Some people may be surprised to learn that Shriver likes Agassi and the clowning Jensens. Her history -- her upper-class background, her education at McDonogh School, where she is now a board member (she's also on the board at Loyola College), her ongoing friendship with President Bush, with whom she played tennis this summer in Maine -- might suggest otherwise.

Shriver has never shied away from controversial types. If she had, she probably wouldn't have John McEnroe playing here this week.

"John and I have been friends for a long time," she said. "He joined the tour in '77. I broke in in '78.

"I didn't expect to have McEnroe here. He had an offer for this date from Japan that was unbelievable. When that didn't materialize he and I talked at the U.S. Open and he said he'd love to come here and give something back."

For all the players due here, which includes former No. 1 Jim Courier and U.S. Open semifinalist Todd Martin, giving back is the idea.

In its first eight years, Shriver's Tennis Challenge -- actually the Signet Bank Challenge presented by The Baltimore Sun -- has raised nearly $1.4 million for local children's charities.

By now Shriver has become one of Baltimore's most distinguished citizens. She's even a small part-owner of the Orioles, though she never calls principal owner Peter Angelos to give him her ideas on how to run the club.

"I could call him," she said, "but he's busy and I don't disagree with anything he's done."

No one knows how much longer Shriver will continue on the tour. Not even she knows.

"There's no retirement date in the sand that means I'll stop," she said. "I want to play tennis all my life. I love to play tennis.

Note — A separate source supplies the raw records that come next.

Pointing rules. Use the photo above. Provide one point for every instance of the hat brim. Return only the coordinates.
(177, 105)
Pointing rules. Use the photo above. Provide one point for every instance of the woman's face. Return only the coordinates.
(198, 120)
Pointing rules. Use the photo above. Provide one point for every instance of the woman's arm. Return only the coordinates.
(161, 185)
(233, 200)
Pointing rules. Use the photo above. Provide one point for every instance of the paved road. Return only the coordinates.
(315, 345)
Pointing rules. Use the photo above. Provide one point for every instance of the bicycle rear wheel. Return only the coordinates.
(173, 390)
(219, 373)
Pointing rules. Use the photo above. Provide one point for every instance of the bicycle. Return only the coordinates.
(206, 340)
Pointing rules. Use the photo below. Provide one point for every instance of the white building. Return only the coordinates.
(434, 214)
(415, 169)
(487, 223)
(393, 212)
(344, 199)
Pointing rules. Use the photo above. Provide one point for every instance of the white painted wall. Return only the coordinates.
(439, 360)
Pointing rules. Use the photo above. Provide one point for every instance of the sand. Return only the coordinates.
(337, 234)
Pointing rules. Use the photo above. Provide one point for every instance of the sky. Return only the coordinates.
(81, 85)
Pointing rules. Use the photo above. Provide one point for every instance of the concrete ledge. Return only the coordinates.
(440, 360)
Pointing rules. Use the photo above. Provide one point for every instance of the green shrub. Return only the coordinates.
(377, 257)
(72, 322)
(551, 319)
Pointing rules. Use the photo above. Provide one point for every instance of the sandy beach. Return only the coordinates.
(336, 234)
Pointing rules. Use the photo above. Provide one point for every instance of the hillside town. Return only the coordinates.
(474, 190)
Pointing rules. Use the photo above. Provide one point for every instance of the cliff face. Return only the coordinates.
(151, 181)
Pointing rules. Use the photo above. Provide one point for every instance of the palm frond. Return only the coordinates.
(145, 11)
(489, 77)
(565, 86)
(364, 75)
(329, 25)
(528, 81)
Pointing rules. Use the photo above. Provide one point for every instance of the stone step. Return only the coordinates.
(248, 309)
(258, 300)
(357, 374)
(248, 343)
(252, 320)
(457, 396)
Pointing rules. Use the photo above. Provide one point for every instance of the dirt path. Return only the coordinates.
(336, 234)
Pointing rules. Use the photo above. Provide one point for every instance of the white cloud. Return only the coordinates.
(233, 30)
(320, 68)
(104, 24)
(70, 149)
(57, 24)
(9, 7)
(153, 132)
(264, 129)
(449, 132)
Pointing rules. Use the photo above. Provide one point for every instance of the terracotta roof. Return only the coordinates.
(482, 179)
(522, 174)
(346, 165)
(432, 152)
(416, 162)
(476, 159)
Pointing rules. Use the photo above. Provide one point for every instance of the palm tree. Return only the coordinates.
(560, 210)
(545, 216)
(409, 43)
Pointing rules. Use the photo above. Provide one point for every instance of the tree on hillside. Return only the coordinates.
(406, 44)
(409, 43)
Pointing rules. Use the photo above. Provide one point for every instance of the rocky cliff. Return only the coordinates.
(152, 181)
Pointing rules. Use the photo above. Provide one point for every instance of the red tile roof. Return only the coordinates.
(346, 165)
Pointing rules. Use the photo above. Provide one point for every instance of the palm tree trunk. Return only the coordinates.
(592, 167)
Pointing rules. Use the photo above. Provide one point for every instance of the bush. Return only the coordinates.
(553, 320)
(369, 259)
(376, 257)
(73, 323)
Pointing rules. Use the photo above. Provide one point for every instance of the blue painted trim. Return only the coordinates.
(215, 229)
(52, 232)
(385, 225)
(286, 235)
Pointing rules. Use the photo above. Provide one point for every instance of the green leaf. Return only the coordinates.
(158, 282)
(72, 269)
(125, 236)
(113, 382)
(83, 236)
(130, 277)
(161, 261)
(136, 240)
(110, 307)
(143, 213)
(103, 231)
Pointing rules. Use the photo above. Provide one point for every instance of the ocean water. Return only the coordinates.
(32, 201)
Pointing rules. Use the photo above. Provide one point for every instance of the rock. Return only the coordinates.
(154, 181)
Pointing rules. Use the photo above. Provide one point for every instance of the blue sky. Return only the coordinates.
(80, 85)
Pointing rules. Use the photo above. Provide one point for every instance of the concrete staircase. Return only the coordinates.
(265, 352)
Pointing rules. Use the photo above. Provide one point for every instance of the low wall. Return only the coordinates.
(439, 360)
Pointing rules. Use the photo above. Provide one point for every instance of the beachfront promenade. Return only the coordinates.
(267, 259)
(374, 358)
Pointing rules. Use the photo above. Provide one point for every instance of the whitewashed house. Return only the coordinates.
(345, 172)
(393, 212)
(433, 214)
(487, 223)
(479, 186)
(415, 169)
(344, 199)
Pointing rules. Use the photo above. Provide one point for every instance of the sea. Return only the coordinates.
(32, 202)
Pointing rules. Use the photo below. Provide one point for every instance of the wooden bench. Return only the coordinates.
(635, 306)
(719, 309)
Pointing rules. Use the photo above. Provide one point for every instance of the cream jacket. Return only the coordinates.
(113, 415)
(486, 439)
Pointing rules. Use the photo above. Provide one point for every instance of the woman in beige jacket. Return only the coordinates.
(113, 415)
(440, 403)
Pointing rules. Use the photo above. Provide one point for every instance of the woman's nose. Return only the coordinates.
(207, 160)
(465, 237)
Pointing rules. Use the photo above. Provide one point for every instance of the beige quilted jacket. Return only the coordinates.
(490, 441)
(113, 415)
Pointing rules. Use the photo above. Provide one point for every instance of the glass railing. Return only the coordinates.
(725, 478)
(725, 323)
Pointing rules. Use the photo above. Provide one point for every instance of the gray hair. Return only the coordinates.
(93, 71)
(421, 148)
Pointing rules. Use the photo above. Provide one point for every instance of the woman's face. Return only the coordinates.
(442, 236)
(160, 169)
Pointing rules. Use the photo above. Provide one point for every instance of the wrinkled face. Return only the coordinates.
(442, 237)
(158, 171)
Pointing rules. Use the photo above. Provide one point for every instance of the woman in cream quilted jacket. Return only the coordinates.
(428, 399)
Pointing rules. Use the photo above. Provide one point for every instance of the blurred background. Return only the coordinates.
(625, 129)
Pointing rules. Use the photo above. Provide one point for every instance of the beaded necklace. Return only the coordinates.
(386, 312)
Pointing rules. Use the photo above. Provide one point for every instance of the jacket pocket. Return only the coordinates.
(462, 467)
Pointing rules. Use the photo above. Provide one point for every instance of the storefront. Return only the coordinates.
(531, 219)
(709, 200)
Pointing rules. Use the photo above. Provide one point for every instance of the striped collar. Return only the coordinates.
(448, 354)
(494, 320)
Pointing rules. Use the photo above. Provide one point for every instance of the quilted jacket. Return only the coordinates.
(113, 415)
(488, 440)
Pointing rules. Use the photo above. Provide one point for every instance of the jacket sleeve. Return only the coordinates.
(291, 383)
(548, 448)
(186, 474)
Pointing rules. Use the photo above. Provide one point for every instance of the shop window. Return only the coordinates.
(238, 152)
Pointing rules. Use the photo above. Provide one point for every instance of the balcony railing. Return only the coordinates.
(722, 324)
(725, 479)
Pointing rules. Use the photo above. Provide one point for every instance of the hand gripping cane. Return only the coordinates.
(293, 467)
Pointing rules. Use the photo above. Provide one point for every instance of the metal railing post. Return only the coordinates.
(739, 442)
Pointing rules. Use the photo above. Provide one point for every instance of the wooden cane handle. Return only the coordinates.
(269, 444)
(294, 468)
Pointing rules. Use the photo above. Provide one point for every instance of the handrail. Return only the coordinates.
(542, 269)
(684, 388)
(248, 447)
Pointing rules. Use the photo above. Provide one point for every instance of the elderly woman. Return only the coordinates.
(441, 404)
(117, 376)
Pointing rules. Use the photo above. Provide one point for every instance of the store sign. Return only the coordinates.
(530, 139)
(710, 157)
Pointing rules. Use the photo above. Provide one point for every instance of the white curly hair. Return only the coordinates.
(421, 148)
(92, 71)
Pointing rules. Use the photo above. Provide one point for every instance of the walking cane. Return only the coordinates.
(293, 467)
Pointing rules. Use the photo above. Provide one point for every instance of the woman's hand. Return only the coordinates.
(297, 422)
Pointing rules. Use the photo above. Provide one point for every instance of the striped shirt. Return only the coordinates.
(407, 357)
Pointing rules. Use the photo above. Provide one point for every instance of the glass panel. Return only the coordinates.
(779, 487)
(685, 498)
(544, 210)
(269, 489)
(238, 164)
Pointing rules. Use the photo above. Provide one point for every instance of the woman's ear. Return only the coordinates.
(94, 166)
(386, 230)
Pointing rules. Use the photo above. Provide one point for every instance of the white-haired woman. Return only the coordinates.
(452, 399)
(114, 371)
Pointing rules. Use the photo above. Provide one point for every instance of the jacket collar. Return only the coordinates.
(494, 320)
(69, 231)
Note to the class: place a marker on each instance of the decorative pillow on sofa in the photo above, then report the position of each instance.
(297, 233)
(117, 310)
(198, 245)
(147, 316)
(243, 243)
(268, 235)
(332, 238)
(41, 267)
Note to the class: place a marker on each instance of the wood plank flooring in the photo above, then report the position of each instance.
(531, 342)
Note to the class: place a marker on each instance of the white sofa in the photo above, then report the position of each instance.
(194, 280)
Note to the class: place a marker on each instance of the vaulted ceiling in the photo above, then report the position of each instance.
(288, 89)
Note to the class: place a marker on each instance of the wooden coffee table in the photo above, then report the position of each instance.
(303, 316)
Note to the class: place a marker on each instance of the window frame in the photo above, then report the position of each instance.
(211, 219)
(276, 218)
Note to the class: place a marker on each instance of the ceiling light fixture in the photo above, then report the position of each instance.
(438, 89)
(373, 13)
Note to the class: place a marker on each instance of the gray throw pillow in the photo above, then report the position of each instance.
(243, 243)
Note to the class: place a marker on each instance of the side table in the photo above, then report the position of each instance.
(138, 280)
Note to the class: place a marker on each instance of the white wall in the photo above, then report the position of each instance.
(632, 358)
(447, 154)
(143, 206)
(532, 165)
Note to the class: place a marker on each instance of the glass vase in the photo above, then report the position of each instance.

"But the transition has already started. Mostly doubles now. Not as many tournaments. A couple years from now I'll wake up one day and say, 'Gee, I only played six tournaments this year.' "

For an athlete, Shriver has a keen sense of transition.

"The McEnroe-Connors, Evert-Navratilova era was great," she said, "but it's gone. There are other wonderful new players on the scene now. Tennis is a long way from dying."